Penny wasn’t my first Best Friend, she was actually my fifth (after Elizabeth, Brenda, Laura, and Ana). But she was the best Best Friend I ever had, and she was the last. We saw each other quite a bit during the summer after graduation, even though she was up in Vermont and I was living down in Massachusetts. In the fall, she started college at Brown and I went to spend a year in Cleveland, working in the theater. Penny wrote me lots of letters and even flew out to visit me which, in my isolation and confusion out there (my year in Cleveland alone deserves its own blog) was a huge gesture. The following year I went to school in New York. I would visit Penny on the weekends, stay with her and her roommates, go out to shows, but it wasn’t the same. We kept in touch, mostly writing letters (this was before email, kiddos). Slowly, painfully, we drifted apart, until our visits felt more cordial than anything else. She moved around (Connecticut, Texas, Alaska), I moved around (Japan, Boston, Madison). We were still in close enough touch that she came to my wedding in Wisconsin. In fact, I think that may have been the last time I saw Penny. There have been a few letters (wedding announcement, birth announcement, from her), and two or three phone calls (initiated by me), but essentially the friendship is over.

I’ve had lots of friends over the years since I graduated from high school, but never a best friend, and I’m beginning to wonder if I’ll ever have one again. Moving all over the country hasn’t helped much, and having small children helps even less. Working from home is maybe the greatest factor in my isolation. Living in the suburbs just puts the nail in the coffin. That much, at least, will be changing soon. I suppose as the babies get older they will be less tethered to me and I will have more opportunities to meet people. Still, I don’t expect ever again to have a best friend, and that makes me sad. I hear so many people say “my (husband/wife/significant other) is my best friend,” and I think that’s very sweet, but I don’t really buy it. Brian is my heart, I love him madly, he makes my life worth living, he, oh God, insert song lyric here. He’s that. But he’s not my best friend.
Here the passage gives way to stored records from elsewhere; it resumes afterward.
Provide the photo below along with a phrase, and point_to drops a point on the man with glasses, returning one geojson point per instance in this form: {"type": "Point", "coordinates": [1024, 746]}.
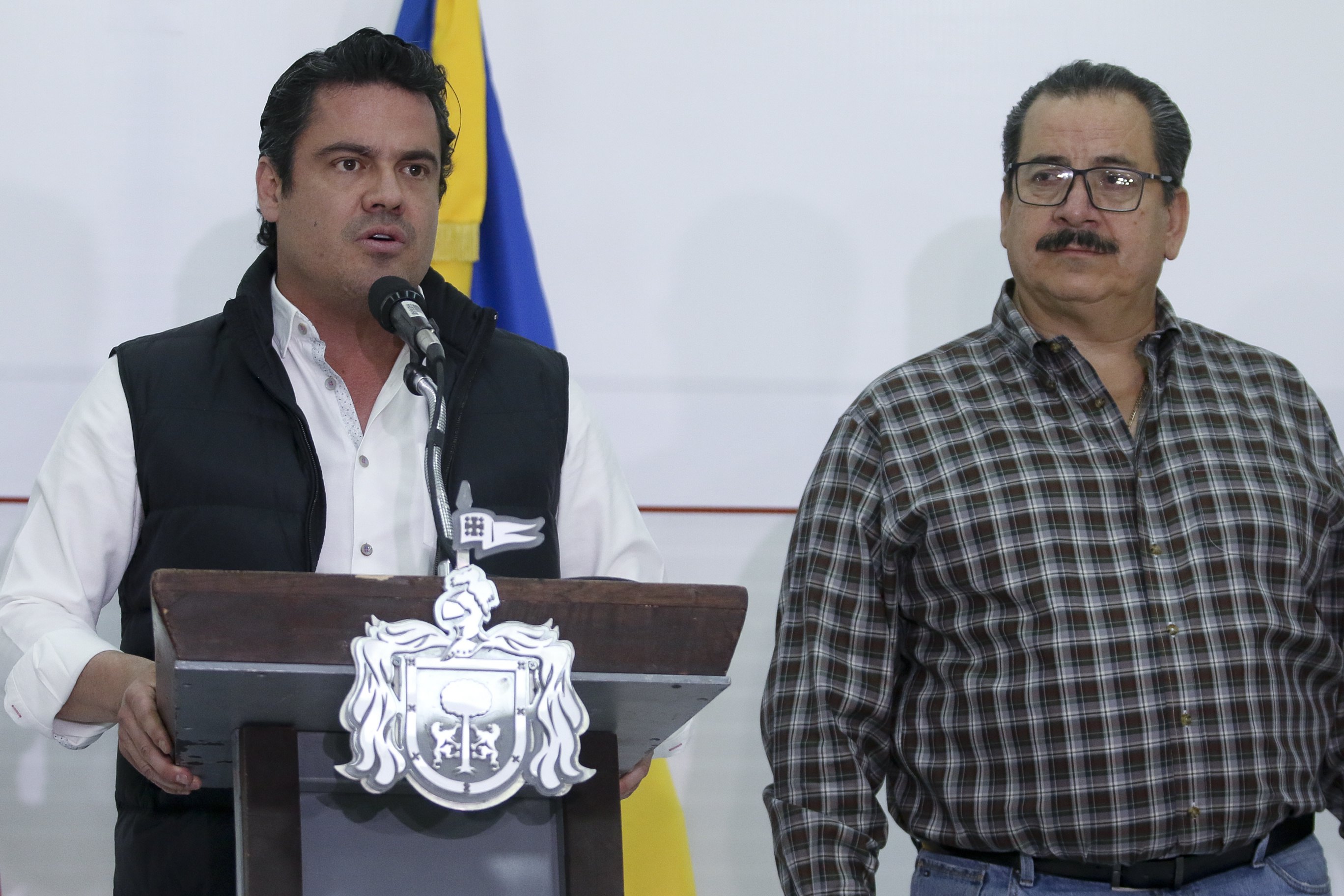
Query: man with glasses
{"type": "Point", "coordinates": [1070, 586]}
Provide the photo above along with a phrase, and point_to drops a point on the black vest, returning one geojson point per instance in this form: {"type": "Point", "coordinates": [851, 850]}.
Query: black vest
{"type": "Point", "coordinates": [229, 478]}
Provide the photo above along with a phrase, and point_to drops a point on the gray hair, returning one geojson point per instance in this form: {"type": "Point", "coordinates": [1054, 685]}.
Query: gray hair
{"type": "Point", "coordinates": [1081, 78]}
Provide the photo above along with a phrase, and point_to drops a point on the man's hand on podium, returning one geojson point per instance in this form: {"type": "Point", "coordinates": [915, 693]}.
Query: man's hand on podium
{"type": "Point", "coordinates": [117, 687]}
{"type": "Point", "coordinates": [631, 780]}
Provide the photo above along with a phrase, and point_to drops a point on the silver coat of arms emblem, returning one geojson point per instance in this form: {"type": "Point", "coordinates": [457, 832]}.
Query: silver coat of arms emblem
{"type": "Point", "coordinates": [467, 714]}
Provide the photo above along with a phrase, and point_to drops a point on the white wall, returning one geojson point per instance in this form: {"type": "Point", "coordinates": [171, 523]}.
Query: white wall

What is this post about? I’m not even really sure. Maybe you all could tell me how it’s working for you, the friendship thing. Do you have a “best” friend? Do you have a lot of friends? A few? None? Does your partner fill in the friendship gap for you? Is that a good thing?

We just got back from grocery shopping where I picked up a new, copper-y color for my toenails, courtesy of O.P.I. The name of the color? “Down to my last penny.” Happy Birthday, Penny A., wherever you are.